While it might seem more than a little outside my usual content area, I found a lot to really love in Dreaming of More for the Next Generation: Lifetime Faith Ignited by Family Ministry. New from Michelle Anthony, RockHarbor Church’s Family Ministry Architect, Dreaming of More grabbed my attention from the first few pages.
One of the aspects of Dreaming of More that grabbed my attention away is that this is a book written by a practitioner, a seasoned veteran of children’s ministry, who arrived at the 12 year mark and at the moment when many would begin doing workshops and conferences on how to do it…dreamed of more.
I loved this account because Anthony saw the fruit of 12 years and instead of settling for the status quo, went back to the drawing board on a quest to discover a better solution. What developed was a family ministry concept that I think you’re going to find compelling no matter what strategy or system you’re currently using.
Chapter two establishes the foundational ideas of family ministry; what Anthony refers to as the seven pillars of family ministry. This alone was eye-opening for me and I immediately saw the tremendous potential for application in my own work. The following chapters thoroughly flesh out the essence of the ideas, at the very least provoking thoughtful conversation and a framework for the kinds of discussions that lead to a new paradigm.
The seven pillars she’s identified are:
- Family Is Primary: “Practical examples of how to awaken and equip the parents in your ministry.”
- Spiritual Formation Is Our Goal: Unpacking “a basic definition of spiritual formation that will give you a framework for transformational ministry” and looking at “things that can thwart transformation from reaching maturity.”
- The Holy Spirit Is Our Teacher: Giving you “greater understanding of how the Holy Spirit can work in your ministry and the individual lives of your children, and how they can learn to hear from God and respond accordingly.”

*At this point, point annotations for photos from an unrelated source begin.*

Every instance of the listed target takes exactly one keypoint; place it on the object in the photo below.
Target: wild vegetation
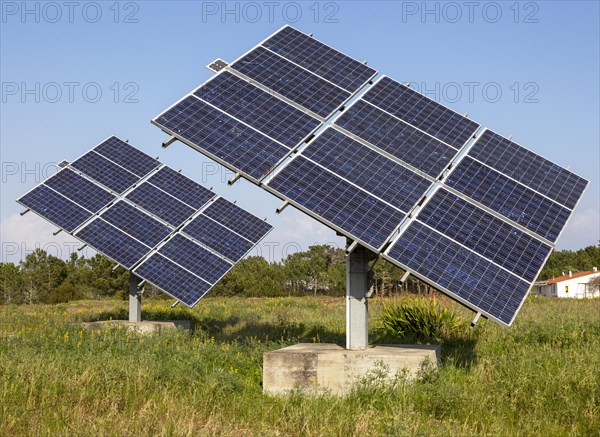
(539, 377)
(43, 278)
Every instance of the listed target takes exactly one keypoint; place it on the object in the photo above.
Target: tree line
(44, 278)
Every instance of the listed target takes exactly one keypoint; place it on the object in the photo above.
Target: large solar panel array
(168, 229)
(261, 108)
(465, 209)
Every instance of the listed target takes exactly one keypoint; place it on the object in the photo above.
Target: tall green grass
(539, 377)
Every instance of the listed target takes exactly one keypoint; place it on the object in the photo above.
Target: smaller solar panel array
(132, 209)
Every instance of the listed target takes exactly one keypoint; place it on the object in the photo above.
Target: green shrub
(421, 318)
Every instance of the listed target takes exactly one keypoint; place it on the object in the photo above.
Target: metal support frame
(135, 298)
(357, 288)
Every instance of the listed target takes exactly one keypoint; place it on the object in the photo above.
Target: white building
(577, 285)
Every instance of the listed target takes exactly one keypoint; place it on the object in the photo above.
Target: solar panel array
(146, 216)
(395, 171)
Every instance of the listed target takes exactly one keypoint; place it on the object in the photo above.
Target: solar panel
(127, 156)
(459, 272)
(161, 204)
(397, 138)
(509, 198)
(173, 279)
(112, 242)
(320, 58)
(259, 109)
(218, 237)
(222, 138)
(136, 223)
(421, 112)
(485, 234)
(106, 172)
(204, 264)
(528, 168)
(184, 189)
(367, 168)
(238, 220)
(336, 201)
(55, 208)
(300, 86)
(80, 190)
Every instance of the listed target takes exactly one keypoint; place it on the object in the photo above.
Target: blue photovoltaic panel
(486, 234)
(113, 242)
(136, 223)
(195, 258)
(460, 271)
(259, 109)
(160, 204)
(337, 201)
(397, 138)
(127, 156)
(238, 220)
(181, 187)
(367, 168)
(236, 144)
(289, 80)
(106, 172)
(528, 168)
(55, 208)
(509, 198)
(80, 190)
(173, 279)
(218, 237)
(315, 56)
(422, 112)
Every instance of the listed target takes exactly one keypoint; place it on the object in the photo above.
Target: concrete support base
(145, 327)
(329, 367)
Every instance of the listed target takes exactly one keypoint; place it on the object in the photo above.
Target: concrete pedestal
(145, 327)
(329, 367)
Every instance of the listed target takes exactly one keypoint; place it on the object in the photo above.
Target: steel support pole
(357, 309)
(135, 298)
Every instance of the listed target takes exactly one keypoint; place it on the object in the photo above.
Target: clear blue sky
(530, 70)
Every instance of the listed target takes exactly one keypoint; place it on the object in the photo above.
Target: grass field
(540, 377)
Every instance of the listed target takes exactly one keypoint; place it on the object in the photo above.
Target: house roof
(565, 278)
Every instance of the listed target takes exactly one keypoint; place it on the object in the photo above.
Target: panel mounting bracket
(166, 143)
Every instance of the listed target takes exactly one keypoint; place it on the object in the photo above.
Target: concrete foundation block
(145, 327)
(330, 368)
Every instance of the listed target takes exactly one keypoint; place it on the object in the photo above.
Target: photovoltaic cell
(485, 234)
(509, 198)
(113, 242)
(132, 159)
(195, 258)
(173, 279)
(80, 190)
(209, 129)
(238, 220)
(337, 201)
(160, 204)
(368, 169)
(300, 86)
(469, 276)
(528, 168)
(259, 109)
(218, 237)
(397, 138)
(55, 208)
(181, 187)
(136, 223)
(422, 112)
(106, 172)
(320, 58)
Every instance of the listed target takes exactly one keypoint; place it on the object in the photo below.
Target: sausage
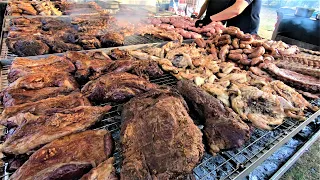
(235, 57)
(224, 42)
(223, 52)
(200, 42)
(256, 60)
(244, 60)
(235, 43)
(259, 51)
(248, 51)
(242, 46)
(237, 51)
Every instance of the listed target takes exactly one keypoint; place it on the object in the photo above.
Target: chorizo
(259, 51)
(235, 43)
(235, 57)
(236, 51)
(223, 52)
(257, 60)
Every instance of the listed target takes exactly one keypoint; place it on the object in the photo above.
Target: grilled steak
(105, 171)
(40, 130)
(14, 97)
(223, 127)
(159, 139)
(23, 66)
(46, 105)
(116, 87)
(44, 79)
(69, 157)
(300, 81)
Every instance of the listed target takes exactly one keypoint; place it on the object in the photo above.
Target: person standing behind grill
(240, 13)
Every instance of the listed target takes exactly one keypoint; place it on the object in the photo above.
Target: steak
(14, 97)
(116, 87)
(159, 139)
(44, 79)
(23, 66)
(105, 171)
(40, 130)
(46, 105)
(223, 128)
(69, 157)
(300, 81)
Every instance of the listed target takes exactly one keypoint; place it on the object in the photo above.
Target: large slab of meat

- Scripture Is Our Authority: “Offers practical examples of how to allow children opportunities to put their faith into action.”
- The Big God Story: Discovering “the awe-inspiring strength of a generation that understands the entire gospel from beginning to end, that is awake to a story that still being written and the part they can play in it.”
- God Is Central: “Creating traditions for the sake of remembering and celebrating.” ”Cultivating a heart of worship as response to God.”
- Ministry Support: Helping you “lead in a season of change while providing volunteer and staff development toward your goal.”
Another aspect that I really found helpful was the ministry assessment at the end of each chapter; making this book a great choice for forward thinking ministries who are looking for resources that can engage both staff and volunteers in the challenge of re-imagining family ministry.
I really like the approach of this book and came away with many new insights into the challenges and opportunities of family ministry. If you’re in the business of families and spiritual formation, I highly recommend Dreaming of More.